Learn how to make creamy roasted pink pepper dressing
Step 1: Add roasted pink pepper, cottage cheese, balsamic vinegar, olive oil, honey, garlic, salt, and pepper to a high-speed blender or meals processor.
Step 2: Mix till easy and creamy, stopping to scrape the edges as wanted. Modify style with salt and pepper. Mix once more till easy and use instantly or retailer for later use.
Brittany’s Recipe Ideas
- Mix till fully easy. Cottage cheese is usually a little lumpy, so give it sufficient time to get easy.
- Drain the peppers completely: An excessive amount of liquid could make the dressing skinny.
- Style and tweak: Relying in your pepper, you might have considered trying a little bit extra salt or sweetness.
Learn how to use roasted pink pepper dressing
This creamy roasted pink pepper dressing is extraordinarily versatile and appropriate for a wide range of meals. Listed here are a few of my favourite methods to make use of it.
Storage technique
Leftover dressing might be saved in an hermetic container or jar within the fridge for 4 to five days. The dressing might thicken a little bit if neglected, so stir or shake nicely earlier than use.

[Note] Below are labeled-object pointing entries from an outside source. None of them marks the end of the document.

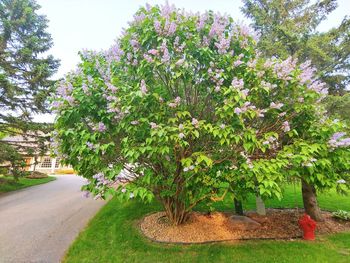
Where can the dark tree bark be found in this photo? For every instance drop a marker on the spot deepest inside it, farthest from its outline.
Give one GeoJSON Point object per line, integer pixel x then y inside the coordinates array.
{"type": "Point", "coordinates": [310, 201]}
{"type": "Point", "coordinates": [238, 206]}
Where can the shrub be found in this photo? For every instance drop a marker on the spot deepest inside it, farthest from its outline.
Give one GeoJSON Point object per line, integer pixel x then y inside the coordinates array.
{"type": "Point", "coordinates": [341, 214]}
{"type": "Point", "coordinates": [182, 108]}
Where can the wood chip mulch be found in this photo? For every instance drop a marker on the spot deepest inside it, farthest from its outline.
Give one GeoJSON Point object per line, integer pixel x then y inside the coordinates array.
{"type": "Point", "coordinates": [201, 228]}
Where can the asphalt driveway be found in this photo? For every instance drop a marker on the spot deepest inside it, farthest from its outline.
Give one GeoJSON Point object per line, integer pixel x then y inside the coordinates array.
{"type": "Point", "coordinates": [38, 224]}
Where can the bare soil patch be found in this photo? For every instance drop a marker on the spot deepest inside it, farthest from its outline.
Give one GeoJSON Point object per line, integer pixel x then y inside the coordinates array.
{"type": "Point", "coordinates": [201, 228]}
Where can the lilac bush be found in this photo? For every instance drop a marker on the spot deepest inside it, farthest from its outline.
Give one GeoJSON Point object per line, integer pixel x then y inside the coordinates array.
{"type": "Point", "coordinates": [182, 108]}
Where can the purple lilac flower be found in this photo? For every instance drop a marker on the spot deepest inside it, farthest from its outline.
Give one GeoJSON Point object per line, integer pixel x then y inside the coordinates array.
{"type": "Point", "coordinates": [148, 58]}
{"type": "Point", "coordinates": [157, 27]}
{"type": "Point", "coordinates": [153, 52]}
{"type": "Point", "coordinates": [181, 135]}
{"type": "Point", "coordinates": [180, 62]}
{"type": "Point", "coordinates": [143, 87]}
{"type": "Point", "coordinates": [307, 72]}
{"type": "Point", "coordinates": [101, 127]}
{"type": "Point", "coordinates": [237, 63]}
{"type": "Point", "coordinates": [153, 125]}
{"type": "Point", "coordinates": [195, 122]}
{"type": "Point", "coordinates": [237, 111]}
{"type": "Point", "coordinates": [284, 69]}
{"type": "Point", "coordinates": [90, 145]}
{"type": "Point", "coordinates": [285, 126]}
{"type": "Point", "coordinates": [223, 45]}
{"type": "Point", "coordinates": [337, 135]}
{"type": "Point", "coordinates": [276, 106]}
{"type": "Point", "coordinates": [237, 83]}
{"type": "Point", "coordinates": [166, 55]}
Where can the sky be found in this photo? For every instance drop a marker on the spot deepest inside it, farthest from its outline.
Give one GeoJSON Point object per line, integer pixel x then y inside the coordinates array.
{"type": "Point", "coordinates": [94, 24]}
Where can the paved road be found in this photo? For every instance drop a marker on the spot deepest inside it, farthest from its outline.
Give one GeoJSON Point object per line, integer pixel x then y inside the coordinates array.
{"type": "Point", "coordinates": [39, 223]}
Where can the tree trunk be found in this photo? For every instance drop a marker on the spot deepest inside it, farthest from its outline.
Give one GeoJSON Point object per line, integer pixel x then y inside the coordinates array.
{"type": "Point", "coordinates": [238, 207]}
{"type": "Point", "coordinates": [310, 201]}
{"type": "Point", "coordinates": [175, 211]}
{"type": "Point", "coordinates": [260, 206]}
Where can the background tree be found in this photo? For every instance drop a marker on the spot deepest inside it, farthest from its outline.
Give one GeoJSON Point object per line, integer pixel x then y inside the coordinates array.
{"type": "Point", "coordinates": [25, 69]}
{"type": "Point", "coordinates": [183, 109]}
{"type": "Point", "coordinates": [338, 106]}
{"type": "Point", "coordinates": [290, 28]}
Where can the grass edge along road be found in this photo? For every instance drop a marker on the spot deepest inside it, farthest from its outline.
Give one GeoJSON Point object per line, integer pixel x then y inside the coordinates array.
{"type": "Point", "coordinates": [113, 236]}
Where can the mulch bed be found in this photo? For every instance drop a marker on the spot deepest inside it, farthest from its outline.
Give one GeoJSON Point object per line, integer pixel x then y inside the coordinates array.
{"type": "Point", "coordinates": [202, 228]}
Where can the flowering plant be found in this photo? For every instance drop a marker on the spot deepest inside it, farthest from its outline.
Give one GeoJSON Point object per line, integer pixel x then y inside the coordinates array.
{"type": "Point", "coordinates": [181, 108]}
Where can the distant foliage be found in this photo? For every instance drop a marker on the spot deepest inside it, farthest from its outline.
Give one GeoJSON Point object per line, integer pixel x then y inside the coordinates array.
{"type": "Point", "coordinates": [183, 108]}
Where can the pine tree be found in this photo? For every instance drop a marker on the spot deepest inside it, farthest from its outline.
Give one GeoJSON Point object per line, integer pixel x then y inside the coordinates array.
{"type": "Point", "coordinates": [290, 28]}
{"type": "Point", "coordinates": [25, 69]}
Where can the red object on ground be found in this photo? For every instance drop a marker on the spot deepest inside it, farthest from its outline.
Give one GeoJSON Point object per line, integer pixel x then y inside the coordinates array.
{"type": "Point", "coordinates": [308, 225]}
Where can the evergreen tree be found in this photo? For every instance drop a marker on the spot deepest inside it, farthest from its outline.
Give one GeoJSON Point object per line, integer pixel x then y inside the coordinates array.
{"type": "Point", "coordinates": [25, 69]}
{"type": "Point", "coordinates": [289, 28]}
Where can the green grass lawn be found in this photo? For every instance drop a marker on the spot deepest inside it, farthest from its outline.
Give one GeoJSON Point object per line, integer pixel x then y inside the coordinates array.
{"type": "Point", "coordinates": [7, 184]}
{"type": "Point", "coordinates": [112, 236]}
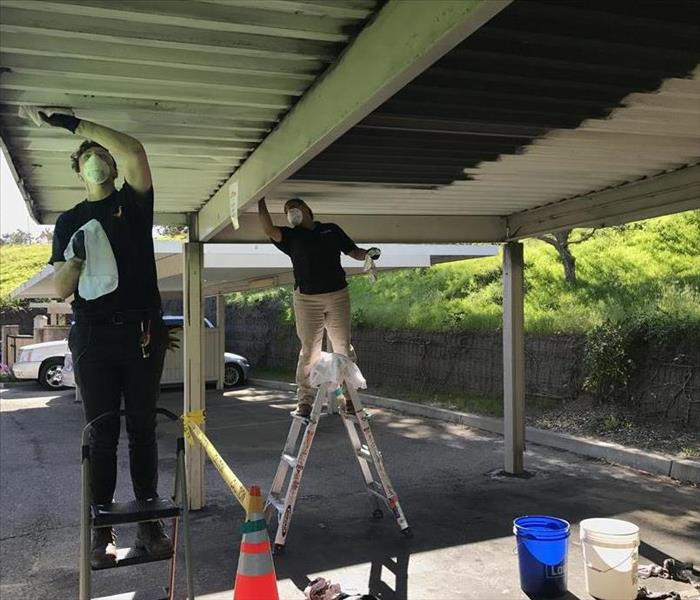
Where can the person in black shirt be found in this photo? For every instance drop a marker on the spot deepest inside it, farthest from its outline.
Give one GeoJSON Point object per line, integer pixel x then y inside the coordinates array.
{"type": "Point", "coordinates": [118, 340]}
{"type": "Point", "coordinates": [321, 298]}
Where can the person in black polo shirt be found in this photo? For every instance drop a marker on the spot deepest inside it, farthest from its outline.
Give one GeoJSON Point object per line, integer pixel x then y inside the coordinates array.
{"type": "Point", "coordinates": [321, 298]}
{"type": "Point", "coordinates": [118, 340]}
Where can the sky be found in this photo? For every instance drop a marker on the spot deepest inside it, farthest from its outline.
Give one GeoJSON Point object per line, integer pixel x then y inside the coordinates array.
{"type": "Point", "coordinates": [13, 211]}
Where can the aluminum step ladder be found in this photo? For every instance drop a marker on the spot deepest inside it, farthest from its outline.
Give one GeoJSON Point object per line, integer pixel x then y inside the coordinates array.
{"type": "Point", "coordinates": [138, 511]}
{"type": "Point", "coordinates": [282, 498]}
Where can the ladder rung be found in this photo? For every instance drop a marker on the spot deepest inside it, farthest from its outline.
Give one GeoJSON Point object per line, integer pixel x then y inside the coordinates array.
{"type": "Point", "coordinates": [127, 557]}
{"type": "Point", "coordinates": [364, 453]}
{"type": "Point", "coordinates": [136, 511]}
{"type": "Point", "coordinates": [158, 594]}
{"type": "Point", "coordinates": [290, 460]}
{"type": "Point", "coordinates": [372, 489]}
{"type": "Point", "coordinates": [278, 504]}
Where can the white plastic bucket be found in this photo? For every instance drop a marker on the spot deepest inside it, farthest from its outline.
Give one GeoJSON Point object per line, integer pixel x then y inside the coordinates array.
{"type": "Point", "coordinates": [611, 554]}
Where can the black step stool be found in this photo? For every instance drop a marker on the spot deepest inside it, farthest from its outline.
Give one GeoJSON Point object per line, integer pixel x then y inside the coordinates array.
{"type": "Point", "coordinates": [138, 511]}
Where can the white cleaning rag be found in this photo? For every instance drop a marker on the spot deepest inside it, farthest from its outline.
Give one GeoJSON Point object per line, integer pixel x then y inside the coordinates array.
{"type": "Point", "coordinates": [336, 369]}
{"type": "Point", "coordinates": [99, 275]}
{"type": "Point", "coordinates": [31, 112]}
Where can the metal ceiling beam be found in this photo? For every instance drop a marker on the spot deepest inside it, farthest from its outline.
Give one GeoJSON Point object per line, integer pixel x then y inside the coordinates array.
{"type": "Point", "coordinates": [652, 197]}
{"type": "Point", "coordinates": [207, 16]}
{"type": "Point", "coordinates": [403, 40]}
{"type": "Point", "coordinates": [414, 229]}
{"type": "Point", "coordinates": [27, 21]}
{"type": "Point", "coordinates": [160, 218]}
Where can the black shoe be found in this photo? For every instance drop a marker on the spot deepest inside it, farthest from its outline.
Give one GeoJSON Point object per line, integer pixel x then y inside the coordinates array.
{"type": "Point", "coordinates": [103, 553]}
{"type": "Point", "coordinates": [151, 538]}
{"type": "Point", "coordinates": [303, 410]}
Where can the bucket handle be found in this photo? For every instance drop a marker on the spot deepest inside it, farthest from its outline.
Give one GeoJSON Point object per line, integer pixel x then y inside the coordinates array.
{"type": "Point", "coordinates": [590, 566]}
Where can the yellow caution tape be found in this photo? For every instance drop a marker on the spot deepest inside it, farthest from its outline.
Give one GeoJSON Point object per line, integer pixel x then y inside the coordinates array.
{"type": "Point", "coordinates": [192, 422]}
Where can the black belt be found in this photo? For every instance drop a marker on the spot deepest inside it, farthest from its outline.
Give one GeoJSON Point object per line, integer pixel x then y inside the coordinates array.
{"type": "Point", "coordinates": [119, 318]}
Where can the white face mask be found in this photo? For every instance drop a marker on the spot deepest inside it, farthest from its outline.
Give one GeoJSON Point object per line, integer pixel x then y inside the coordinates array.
{"type": "Point", "coordinates": [95, 170]}
{"type": "Point", "coordinates": [295, 216]}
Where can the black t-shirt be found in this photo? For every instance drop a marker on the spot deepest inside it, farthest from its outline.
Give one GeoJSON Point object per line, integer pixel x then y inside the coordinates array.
{"type": "Point", "coordinates": [315, 255]}
{"type": "Point", "coordinates": [127, 218]}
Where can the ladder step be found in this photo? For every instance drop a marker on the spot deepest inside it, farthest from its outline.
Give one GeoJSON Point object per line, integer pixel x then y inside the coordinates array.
{"type": "Point", "coordinates": [127, 557]}
{"type": "Point", "coordinates": [136, 511]}
{"type": "Point", "coordinates": [278, 504]}
{"type": "Point", "coordinates": [157, 594]}
{"type": "Point", "coordinates": [290, 460]}
{"type": "Point", "coordinates": [373, 488]}
{"type": "Point", "coordinates": [364, 453]}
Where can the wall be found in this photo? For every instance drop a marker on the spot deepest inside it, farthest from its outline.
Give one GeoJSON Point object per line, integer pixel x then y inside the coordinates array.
{"type": "Point", "coordinates": [471, 363]}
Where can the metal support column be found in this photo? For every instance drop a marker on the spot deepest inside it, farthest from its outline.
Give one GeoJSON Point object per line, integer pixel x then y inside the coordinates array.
{"type": "Point", "coordinates": [221, 343]}
{"type": "Point", "coordinates": [194, 357]}
{"type": "Point", "coordinates": [513, 358]}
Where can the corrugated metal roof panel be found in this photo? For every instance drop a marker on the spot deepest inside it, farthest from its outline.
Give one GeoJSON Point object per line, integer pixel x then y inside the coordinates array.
{"type": "Point", "coordinates": [200, 83]}
{"type": "Point", "coordinates": [547, 100]}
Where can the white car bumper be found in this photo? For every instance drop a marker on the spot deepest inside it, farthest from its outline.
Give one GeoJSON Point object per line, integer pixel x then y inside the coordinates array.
{"type": "Point", "coordinates": [28, 370]}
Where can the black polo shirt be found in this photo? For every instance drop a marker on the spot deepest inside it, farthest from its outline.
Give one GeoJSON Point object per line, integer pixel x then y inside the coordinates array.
{"type": "Point", "coordinates": [315, 255]}
{"type": "Point", "coordinates": [127, 218]}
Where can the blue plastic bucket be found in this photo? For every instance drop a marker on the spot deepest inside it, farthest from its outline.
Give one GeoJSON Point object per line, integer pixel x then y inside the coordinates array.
{"type": "Point", "coordinates": [542, 548]}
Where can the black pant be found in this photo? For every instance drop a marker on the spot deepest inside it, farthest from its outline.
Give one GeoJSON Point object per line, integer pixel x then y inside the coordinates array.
{"type": "Point", "coordinates": [109, 364]}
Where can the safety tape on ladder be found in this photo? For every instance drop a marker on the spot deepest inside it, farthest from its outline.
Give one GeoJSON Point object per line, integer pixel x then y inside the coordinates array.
{"type": "Point", "coordinates": [192, 423]}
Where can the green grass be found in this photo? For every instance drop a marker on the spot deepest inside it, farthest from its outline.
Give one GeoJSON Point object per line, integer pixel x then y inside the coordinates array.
{"type": "Point", "coordinates": [19, 263]}
{"type": "Point", "coordinates": [648, 267]}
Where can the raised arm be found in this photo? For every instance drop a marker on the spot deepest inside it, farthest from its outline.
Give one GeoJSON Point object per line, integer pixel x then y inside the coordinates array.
{"type": "Point", "coordinates": [274, 233]}
{"type": "Point", "coordinates": [128, 151]}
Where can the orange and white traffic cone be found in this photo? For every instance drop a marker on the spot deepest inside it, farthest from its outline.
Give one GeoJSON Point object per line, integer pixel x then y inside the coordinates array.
{"type": "Point", "coordinates": [255, 577]}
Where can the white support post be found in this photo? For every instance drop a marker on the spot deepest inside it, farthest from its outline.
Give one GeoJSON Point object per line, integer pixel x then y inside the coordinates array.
{"type": "Point", "coordinates": [194, 361]}
{"type": "Point", "coordinates": [513, 358]}
{"type": "Point", "coordinates": [221, 344]}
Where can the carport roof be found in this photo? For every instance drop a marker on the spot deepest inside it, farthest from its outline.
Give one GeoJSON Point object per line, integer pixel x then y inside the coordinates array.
{"type": "Point", "coordinates": [242, 267]}
{"type": "Point", "coordinates": [515, 119]}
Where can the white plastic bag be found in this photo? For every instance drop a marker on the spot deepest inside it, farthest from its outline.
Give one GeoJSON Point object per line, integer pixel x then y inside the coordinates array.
{"type": "Point", "coordinates": [371, 269]}
{"type": "Point", "coordinates": [336, 369]}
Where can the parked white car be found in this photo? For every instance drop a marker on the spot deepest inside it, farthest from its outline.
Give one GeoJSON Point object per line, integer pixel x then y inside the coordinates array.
{"type": "Point", "coordinates": [43, 362]}
{"type": "Point", "coordinates": [236, 368]}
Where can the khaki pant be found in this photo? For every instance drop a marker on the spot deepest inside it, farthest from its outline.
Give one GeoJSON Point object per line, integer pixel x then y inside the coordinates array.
{"type": "Point", "coordinates": [314, 313]}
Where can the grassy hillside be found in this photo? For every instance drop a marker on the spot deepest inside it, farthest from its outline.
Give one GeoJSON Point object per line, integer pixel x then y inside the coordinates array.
{"type": "Point", "coordinates": [647, 267]}
{"type": "Point", "coordinates": [19, 263]}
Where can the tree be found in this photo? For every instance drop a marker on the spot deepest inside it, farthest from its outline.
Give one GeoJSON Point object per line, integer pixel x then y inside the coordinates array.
{"type": "Point", "coordinates": [177, 232]}
{"type": "Point", "coordinates": [17, 238]}
{"type": "Point", "coordinates": [45, 237]}
{"type": "Point", "coordinates": [561, 241]}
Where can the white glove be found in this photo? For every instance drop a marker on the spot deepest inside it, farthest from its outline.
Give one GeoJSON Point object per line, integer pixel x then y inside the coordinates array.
{"type": "Point", "coordinates": [374, 253]}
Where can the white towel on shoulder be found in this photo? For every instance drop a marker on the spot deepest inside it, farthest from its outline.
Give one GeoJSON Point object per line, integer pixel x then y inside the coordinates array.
{"type": "Point", "coordinates": [99, 275]}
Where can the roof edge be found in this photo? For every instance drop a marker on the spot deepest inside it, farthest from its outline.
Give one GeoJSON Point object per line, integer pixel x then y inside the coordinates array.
{"type": "Point", "coordinates": [28, 201]}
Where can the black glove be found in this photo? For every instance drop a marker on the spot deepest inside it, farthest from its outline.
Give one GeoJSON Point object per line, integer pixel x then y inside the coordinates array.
{"type": "Point", "coordinates": [68, 122]}
{"type": "Point", "coordinates": [79, 245]}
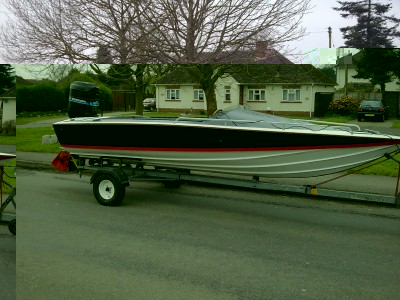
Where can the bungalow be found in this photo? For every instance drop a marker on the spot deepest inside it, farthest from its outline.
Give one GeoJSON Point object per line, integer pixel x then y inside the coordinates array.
{"type": "Point", "coordinates": [273, 88]}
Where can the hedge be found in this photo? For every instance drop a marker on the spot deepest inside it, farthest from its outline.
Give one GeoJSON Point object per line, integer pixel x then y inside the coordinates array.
{"type": "Point", "coordinates": [40, 97]}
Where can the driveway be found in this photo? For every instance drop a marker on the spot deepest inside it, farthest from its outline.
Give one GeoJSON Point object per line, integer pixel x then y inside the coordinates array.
{"type": "Point", "coordinates": [383, 127]}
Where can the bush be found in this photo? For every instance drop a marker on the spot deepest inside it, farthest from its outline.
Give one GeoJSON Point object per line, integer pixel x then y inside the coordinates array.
{"type": "Point", "coordinates": [8, 127]}
{"type": "Point", "coordinates": [344, 106]}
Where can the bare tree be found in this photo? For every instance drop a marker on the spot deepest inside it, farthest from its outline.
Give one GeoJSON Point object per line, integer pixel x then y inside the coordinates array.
{"type": "Point", "coordinates": [71, 31]}
{"type": "Point", "coordinates": [143, 31]}
{"type": "Point", "coordinates": [217, 31]}
{"type": "Point", "coordinates": [151, 31]}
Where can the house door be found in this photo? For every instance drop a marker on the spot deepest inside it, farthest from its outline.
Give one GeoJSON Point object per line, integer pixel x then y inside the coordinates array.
{"type": "Point", "coordinates": [322, 101]}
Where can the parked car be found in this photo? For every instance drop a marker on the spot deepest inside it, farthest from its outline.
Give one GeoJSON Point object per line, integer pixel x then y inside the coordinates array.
{"type": "Point", "coordinates": [372, 109]}
{"type": "Point", "coordinates": [149, 104]}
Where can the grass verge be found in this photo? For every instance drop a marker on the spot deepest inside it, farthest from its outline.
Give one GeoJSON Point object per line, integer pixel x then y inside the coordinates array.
{"type": "Point", "coordinates": [9, 176]}
{"type": "Point", "coordinates": [8, 139]}
{"type": "Point", "coordinates": [386, 167]}
{"type": "Point", "coordinates": [30, 140]}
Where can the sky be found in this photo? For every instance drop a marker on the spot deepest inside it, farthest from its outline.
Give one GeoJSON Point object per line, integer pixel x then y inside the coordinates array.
{"type": "Point", "coordinates": [313, 47]}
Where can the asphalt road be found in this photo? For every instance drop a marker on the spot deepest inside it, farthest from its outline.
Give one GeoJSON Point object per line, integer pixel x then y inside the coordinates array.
{"type": "Point", "coordinates": [7, 264]}
{"type": "Point", "coordinates": [199, 242]}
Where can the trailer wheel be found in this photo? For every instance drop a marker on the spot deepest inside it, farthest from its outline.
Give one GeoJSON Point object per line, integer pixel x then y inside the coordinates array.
{"type": "Point", "coordinates": [107, 191]}
{"type": "Point", "coordinates": [12, 226]}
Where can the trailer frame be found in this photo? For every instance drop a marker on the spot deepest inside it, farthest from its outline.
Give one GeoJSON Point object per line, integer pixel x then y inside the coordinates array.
{"type": "Point", "coordinates": [112, 175]}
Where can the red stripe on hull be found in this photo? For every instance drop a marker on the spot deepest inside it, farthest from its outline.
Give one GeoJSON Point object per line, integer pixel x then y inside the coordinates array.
{"type": "Point", "coordinates": [389, 143]}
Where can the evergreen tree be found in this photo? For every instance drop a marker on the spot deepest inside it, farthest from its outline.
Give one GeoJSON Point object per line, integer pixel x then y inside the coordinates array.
{"type": "Point", "coordinates": [378, 65]}
{"type": "Point", "coordinates": [372, 29]}
{"type": "Point", "coordinates": [7, 77]}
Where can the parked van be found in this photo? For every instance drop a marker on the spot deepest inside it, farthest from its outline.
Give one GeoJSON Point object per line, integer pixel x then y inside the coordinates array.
{"type": "Point", "coordinates": [83, 99]}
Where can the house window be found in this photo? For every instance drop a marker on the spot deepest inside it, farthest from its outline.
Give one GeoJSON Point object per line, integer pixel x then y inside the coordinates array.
{"type": "Point", "coordinates": [291, 95]}
{"type": "Point", "coordinates": [256, 95]}
{"type": "Point", "coordinates": [227, 93]}
{"type": "Point", "coordinates": [198, 94]}
{"type": "Point", "coordinates": [172, 95]}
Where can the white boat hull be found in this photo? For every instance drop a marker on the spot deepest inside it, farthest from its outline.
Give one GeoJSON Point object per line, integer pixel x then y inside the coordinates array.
{"type": "Point", "coordinates": [274, 163]}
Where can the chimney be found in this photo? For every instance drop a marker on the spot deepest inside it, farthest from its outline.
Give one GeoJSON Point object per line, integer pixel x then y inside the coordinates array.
{"type": "Point", "coordinates": [261, 49]}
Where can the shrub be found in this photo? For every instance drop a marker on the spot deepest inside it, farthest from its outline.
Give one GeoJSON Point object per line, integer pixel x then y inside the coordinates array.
{"type": "Point", "coordinates": [8, 127]}
{"type": "Point", "coordinates": [344, 106]}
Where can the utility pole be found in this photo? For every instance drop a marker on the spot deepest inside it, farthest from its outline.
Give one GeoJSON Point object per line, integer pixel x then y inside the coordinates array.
{"type": "Point", "coordinates": [330, 36]}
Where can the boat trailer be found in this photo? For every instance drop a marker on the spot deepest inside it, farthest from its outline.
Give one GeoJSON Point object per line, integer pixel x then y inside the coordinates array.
{"type": "Point", "coordinates": [110, 176]}
{"type": "Point", "coordinates": [8, 218]}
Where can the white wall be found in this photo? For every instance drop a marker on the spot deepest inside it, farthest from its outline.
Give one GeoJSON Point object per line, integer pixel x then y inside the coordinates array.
{"type": "Point", "coordinates": [273, 102]}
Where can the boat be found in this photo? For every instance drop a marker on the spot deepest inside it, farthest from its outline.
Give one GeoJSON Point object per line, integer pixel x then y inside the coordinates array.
{"type": "Point", "coordinates": [236, 141]}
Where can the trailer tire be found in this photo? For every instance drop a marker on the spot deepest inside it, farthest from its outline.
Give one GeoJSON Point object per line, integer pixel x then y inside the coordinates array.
{"type": "Point", "coordinates": [107, 190]}
{"type": "Point", "coordinates": [12, 226]}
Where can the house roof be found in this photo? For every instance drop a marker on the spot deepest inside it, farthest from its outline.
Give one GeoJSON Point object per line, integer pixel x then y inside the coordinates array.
{"type": "Point", "coordinates": [259, 74]}
{"type": "Point", "coordinates": [341, 61]}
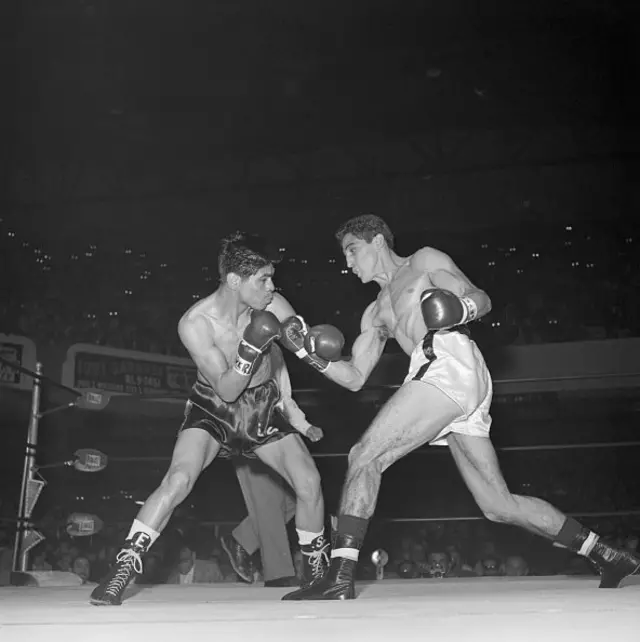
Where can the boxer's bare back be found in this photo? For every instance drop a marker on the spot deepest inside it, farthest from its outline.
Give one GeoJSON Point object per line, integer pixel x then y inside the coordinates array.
{"type": "Point", "coordinates": [397, 307]}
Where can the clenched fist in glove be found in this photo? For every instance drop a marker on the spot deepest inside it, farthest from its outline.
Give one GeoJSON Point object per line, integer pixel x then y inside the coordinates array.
{"type": "Point", "coordinates": [263, 328]}
{"type": "Point", "coordinates": [442, 309]}
{"type": "Point", "coordinates": [317, 346]}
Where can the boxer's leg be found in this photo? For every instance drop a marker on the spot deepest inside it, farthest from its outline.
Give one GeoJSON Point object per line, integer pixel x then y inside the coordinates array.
{"type": "Point", "coordinates": [477, 462]}
{"type": "Point", "coordinates": [290, 458]}
{"type": "Point", "coordinates": [413, 416]}
{"type": "Point", "coordinates": [269, 495]}
{"type": "Point", "coordinates": [246, 533]}
{"type": "Point", "coordinates": [195, 449]}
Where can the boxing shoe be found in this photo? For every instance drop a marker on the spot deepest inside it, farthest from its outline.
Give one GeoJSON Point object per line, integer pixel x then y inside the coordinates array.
{"type": "Point", "coordinates": [315, 564]}
{"type": "Point", "coordinates": [338, 583]}
{"type": "Point", "coordinates": [614, 564]}
{"type": "Point", "coordinates": [238, 557]}
{"type": "Point", "coordinates": [128, 565]}
{"type": "Point", "coordinates": [282, 581]}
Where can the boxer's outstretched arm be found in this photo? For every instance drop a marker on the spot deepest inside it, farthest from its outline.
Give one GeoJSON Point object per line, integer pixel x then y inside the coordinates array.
{"type": "Point", "coordinates": [294, 414]}
{"type": "Point", "coordinates": [228, 383]}
{"type": "Point", "coordinates": [365, 354]}
{"type": "Point", "coordinates": [446, 275]}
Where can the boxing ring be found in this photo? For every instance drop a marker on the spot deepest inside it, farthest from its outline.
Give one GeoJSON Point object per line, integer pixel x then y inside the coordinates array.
{"type": "Point", "coordinates": [489, 608]}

If obligatory, add a little bit water to loosen and return to your required consistency.
FAQ
You can even substitute cottage cheese with dairy-free yogurt, however the texture and taste will change and there will likely be much less protein.
sure! Roast the pink peppers till gentle and barely charred, then take away the pores and skin and seeds earlier than mixing.
Add a small quantity of water, 1 tablespoon at a time, till desired consistency is reached.